The reality is that system startup is insanely complicated due to the nature of software dependencies, and there will never be a perfect solution across multiple distros.
Lot's of things in computing should be simplified. Especially bios firmware / boot process. It has become overly complicated mess offering zero value for anybody. In 10 years the bios chip size has increased from 8 mbit to 256 mbit and no features added. Only TPM 2.0 has been added, but it is another chip than bios.
no
I'm honestly a big fan. Systemd-init has tons of options like run targets, sandbox options, users you want things to run as, etc. System-oomd has tons of qol stuff for desktop users to help with stutter and responsiveness. I am also kind of excited for UKI that systemd-boot is set to support.
- Is the current SystemD rant derived from years ago (while they’ve improved a lot)?
No it's almost always been derived from people's behinds.
- Should Linux community rant about bigger problems such as Wayland related things not ready for current needs of normies?
Yes.
Systemd is spectacular in many ways. Every modern OS has a process management system that can handle dependencies, schedule, manage restarts via policy and a lot more. Systemd is pretty sophisticated on that front. I've been able to get it to manage countless services in many environments with great success and few lines of code.
I make plymouth do the verbose mode because it's cool and hacker-y. Also I like when it says "failed" and I know what failed. For a few weeks I kept having to manually start firewalld and I never would have known otherwise, update seems to have fixed that though.
Tbf, I really only have experience with fedora and thus systemd, so, I like it but I "don't know what I'm missing" in a sense.
I am for most part quite happy with it. For all the complexity it brings, it also allows you to do a lot of stuff easily and reliable that would have been a nightmare with previous systems.
My biggest nitpick is that some commands are needlessly obtuse, e.g. trying to find an error message in journalctl
is a mess when you aren't already deeply familiar with the tool. It will show you messages that are months old by default, will give exactly the same output for typos in the unit name as it will for no error messages and other little things like that.
SystemD is blamed for long boot times
That is and always was nonsense. Systemd shortens boot times by starting things in parallel. That's one of its key features.
There are some things to note about that:
Systemd only starts services in parallel when it isn't told otherwise by Before
and/or After
settings in the service files. This makes it pretty easy to make systemd slow by misconfiguring it. You can use the systemd-analyze
program to see which services held up your boot.
Systemd has a very long default timeout (90 seconds) for starting or stopping a service. It's appropriate for the big, lumbering servers that systemd was probably designed for, but it might be wise to shorten the timeout on desktops, where a service taking more than 5 seconds to start is almost certainly broken. It's a setting in /etc/systemd/system.conf
.
Is the current SystemD rant derived from years ago (while they’ve improved a lot)?
I'm an early adopter of systemd. I installed it on my Debian desktops pretty much as soon as it was available in Debian, and I later started moving servers to it as well. I had long been jealous of Windows NT's service manager, and systemd is exactly what I had hoped would come to Linux one day.

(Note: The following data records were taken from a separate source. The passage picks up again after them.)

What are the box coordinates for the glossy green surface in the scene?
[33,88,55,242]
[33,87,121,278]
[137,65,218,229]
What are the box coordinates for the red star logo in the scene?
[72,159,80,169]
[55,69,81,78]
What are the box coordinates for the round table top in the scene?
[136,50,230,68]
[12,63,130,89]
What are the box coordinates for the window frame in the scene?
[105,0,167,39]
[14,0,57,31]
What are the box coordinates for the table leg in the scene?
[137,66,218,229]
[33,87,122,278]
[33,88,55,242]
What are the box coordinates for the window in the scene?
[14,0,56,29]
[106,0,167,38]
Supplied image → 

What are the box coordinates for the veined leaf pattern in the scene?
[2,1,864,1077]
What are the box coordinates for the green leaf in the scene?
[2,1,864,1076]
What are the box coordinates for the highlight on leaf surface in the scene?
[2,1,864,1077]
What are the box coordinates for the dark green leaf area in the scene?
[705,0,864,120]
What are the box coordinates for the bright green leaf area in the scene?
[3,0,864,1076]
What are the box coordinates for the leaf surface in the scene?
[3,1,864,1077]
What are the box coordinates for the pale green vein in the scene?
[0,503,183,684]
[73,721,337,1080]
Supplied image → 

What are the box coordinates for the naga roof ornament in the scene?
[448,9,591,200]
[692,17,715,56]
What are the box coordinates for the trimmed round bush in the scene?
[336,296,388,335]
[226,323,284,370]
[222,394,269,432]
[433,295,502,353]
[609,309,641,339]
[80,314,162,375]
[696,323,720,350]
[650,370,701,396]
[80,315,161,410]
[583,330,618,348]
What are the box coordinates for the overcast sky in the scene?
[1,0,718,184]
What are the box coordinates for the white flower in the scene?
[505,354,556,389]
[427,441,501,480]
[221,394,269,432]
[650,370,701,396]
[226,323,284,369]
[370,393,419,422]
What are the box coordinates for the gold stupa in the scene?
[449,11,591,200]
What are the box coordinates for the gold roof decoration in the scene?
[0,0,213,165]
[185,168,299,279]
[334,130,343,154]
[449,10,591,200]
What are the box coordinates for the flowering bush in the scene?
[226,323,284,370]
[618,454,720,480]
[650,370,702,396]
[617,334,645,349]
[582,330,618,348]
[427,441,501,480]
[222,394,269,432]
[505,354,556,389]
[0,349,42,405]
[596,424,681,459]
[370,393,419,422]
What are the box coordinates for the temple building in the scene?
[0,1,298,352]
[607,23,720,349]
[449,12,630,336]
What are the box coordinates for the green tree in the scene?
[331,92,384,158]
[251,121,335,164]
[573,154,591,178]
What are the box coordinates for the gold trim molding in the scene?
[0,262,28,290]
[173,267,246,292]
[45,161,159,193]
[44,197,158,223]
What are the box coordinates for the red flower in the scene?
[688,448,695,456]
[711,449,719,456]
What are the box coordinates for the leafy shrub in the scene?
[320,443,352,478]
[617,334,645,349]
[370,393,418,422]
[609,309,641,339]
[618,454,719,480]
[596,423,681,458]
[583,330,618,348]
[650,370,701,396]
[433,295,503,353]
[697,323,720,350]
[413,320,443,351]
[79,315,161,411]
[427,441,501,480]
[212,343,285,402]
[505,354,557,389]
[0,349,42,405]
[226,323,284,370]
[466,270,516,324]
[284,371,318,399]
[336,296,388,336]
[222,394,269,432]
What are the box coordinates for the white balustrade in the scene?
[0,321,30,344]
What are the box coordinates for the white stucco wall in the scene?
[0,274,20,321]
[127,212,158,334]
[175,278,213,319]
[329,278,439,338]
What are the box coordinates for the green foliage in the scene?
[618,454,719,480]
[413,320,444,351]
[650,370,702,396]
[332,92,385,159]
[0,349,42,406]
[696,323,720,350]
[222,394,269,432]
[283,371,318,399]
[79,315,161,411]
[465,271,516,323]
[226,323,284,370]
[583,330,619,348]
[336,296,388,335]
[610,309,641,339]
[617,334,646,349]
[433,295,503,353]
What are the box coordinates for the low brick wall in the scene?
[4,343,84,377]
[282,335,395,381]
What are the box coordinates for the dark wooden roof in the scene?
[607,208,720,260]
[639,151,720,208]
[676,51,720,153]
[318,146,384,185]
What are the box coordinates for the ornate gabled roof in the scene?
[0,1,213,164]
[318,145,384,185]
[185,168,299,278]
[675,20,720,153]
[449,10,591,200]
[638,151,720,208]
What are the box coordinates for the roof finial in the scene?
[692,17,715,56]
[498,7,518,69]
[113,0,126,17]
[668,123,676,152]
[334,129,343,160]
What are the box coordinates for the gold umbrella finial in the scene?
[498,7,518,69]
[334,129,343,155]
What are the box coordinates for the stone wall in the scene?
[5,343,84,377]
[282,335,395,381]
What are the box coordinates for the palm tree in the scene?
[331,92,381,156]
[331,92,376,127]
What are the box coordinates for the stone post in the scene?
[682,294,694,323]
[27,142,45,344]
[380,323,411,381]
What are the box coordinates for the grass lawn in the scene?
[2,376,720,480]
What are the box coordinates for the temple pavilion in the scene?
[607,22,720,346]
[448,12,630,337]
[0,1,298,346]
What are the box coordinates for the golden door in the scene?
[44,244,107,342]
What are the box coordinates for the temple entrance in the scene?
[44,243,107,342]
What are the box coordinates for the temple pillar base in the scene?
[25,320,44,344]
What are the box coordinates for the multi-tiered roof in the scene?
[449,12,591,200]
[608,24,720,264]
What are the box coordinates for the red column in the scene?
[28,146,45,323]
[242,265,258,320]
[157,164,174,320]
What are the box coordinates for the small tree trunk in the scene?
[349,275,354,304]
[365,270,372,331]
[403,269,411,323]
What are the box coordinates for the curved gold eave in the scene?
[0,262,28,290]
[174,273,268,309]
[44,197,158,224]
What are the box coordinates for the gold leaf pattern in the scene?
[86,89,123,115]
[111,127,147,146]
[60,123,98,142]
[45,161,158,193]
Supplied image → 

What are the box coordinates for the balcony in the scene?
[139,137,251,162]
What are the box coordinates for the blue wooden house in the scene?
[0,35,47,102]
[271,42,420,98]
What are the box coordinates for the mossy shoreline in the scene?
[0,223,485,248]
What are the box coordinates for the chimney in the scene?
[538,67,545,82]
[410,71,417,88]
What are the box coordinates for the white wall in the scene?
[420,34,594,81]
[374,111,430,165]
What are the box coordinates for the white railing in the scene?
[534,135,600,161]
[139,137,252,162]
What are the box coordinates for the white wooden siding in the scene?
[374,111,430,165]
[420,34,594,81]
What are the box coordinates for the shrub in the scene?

Yes, the rant you're talking about is old, and yes, systemd is better now than it was then, but not in the sense of what the rant was complaining about. The rant was already patent nonsense when it was written, which has given me a very dim view of the anti-systemd crowd.
Besides systemd proper, they also spent a lot of time ranting about the journal system, which redirects syslog entries into a set of binary log files. They complained that this would make logs impossible to read in emergencies. This isn't even close to being true—any emergency bootable Linux image worth its salt has a copy of journalctl
on it—and the binary nature of systemd's logs has caused me serious problems on exactly zero occasions.
Yes. Yes it is. systemd isn't bad for boot times, but more for tying so many goddamn things to init, PID1, creating just about the best attack point one could ever ask for. Wayland not being ready can be solved by not using it for the time being. Just use X. Also, it's still called plymouth.